Maslov era, de certa forma, o oposto moral e emocional do seu sucessor em Kiev, o mítico Valery Lobanovsky. O que o ucraniano fez, partindo do principio cientifico, já Maslov o fazia, partindo do sentido comum que sempre orientou a sua carreira. Um técnico diferente a todos os niveis, o moscovita era conhecido por ser um dos entusiastas do modelo de auto-gestão. Consultava os jogadores para tudo e por várias vezes viu o capitão de equipa recusar que um jogador fosse substituído quando ele já tinha indicado ao suplente que se preparasse para entrar. Anos mais tarde, depois das acusações de falta de disciplina, os seus próprios jogadores vieram a público defendê-lo. Tratava-se apenas de uma mensagem que a equipa em campo recebia e respondia com a tranquilidade de que o jogo se ia resolver com os onze titulares. E sempre foi assim. Os seus registos em Kiev foram históricos e apesar da influência que detinha junto do Partido Comunista Ucraniano - que lhe permitia, entre outras coisas, recrutar vários jogadores de clubes mais pequenos com benefícios estatais - a forma como montou uma equipa capaz de desafiar o poder moscovita transformou para sempre o futebol soviético e estabeleceu as bases do que viria a ser o longevo mandato de Lobanovsky.
Pressing. Marcação à Zona. 4-4-2.
Palavras chave no vocabulário futebolístico de hoje mas que só existem no vocabulário desportivo a partir do momento em que Maslov as passa de um ideário em papel para o terreno de jogo. Durante os dez anos que medeiam a sua viagem ao Mundial da Suécia de 1958 e o zénite da sua equipa de Kiev, o técnico colocou em prática os conceitos que hoje fazem parte da bíblia de qualquer treinador.
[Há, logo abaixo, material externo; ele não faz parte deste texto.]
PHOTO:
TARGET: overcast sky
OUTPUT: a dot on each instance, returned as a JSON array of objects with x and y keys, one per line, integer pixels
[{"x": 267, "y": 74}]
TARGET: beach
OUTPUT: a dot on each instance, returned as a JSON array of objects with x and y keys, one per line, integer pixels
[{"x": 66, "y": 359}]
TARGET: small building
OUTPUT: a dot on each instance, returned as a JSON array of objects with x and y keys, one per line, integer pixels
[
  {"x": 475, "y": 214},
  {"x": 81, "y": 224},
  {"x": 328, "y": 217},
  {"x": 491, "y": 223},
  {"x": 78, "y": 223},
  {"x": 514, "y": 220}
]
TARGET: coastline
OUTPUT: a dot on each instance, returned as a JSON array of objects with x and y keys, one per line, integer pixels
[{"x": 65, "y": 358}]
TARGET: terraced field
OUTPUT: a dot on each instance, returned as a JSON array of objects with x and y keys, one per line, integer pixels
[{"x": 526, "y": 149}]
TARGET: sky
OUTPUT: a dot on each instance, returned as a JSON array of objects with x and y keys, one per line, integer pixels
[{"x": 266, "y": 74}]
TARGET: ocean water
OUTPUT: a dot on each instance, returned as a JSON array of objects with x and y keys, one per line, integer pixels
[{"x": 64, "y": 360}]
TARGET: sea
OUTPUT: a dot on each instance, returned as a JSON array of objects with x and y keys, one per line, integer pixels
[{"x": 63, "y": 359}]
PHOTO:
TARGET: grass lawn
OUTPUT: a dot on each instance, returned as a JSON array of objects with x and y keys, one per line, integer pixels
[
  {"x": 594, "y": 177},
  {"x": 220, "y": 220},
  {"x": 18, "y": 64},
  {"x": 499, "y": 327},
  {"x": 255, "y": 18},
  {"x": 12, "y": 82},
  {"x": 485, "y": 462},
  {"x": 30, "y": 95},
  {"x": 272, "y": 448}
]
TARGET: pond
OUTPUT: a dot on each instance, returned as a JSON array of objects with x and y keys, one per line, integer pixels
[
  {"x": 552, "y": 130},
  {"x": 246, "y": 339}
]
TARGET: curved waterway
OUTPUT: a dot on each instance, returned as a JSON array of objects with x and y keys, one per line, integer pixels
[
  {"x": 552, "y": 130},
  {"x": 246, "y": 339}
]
Quando começou a treinar o Torpedo de Moscovo (na altura liderado pela estrela soviética Eduard Streltsov) decidiu aplicar o ideário táctico que viu na espantosa equipa do Brasil de Zezé Moreira. Entendendo, como poucos na altura, que o sucesso brasileiro dependeu, mais do que Garrincha, Pelé e Vavá, no jogo de Didi e no posicionamento de Zagallo. Ao voltar a Moscovo começou a ensaiar um jogo de toque no meio campo abandonando progressivamente o ritmo vertiginoso do WM. O 4-2-4 foi o seu primeiro sistema táctico - um caso de precocidade na Europa - mas foi, sobretudo, o seu conceito de pressing, que revolucionou por completo a sua forma de analisar o jogo. Observando o espaço que os defensores deixavam a Streltsov, Garrincha ou Kopa, começou a trabalhar o treino de pressão. O seu quarteto defensivo, mais do que esperar pelos rivais, tinha instruções de avançar sobre eles, reduzindo o tempo de manobra do contrário. Com isso melhorou significativamente os registos de golos sofridos do conjunto moscovita, antecipando em muitas ocasiões oportunidades claras de golo. O seu sistema de pressing provocou um aceleramento do jogo e obrigou, por outro lado, a ter um meio-campo capaz de temporizar e controlar os registos de posse de bola com discrição. Maslov procurou durante toda a sua carreira a versão soviética de Didi, o homem que parava o jogo do Brasil quando todos aceleravam. No duro e rígido futebol soviético a sua missão era complicada e essa mutação táctica levou muitas vezes a situações em que a sua defesa se via forçosamente descompensada.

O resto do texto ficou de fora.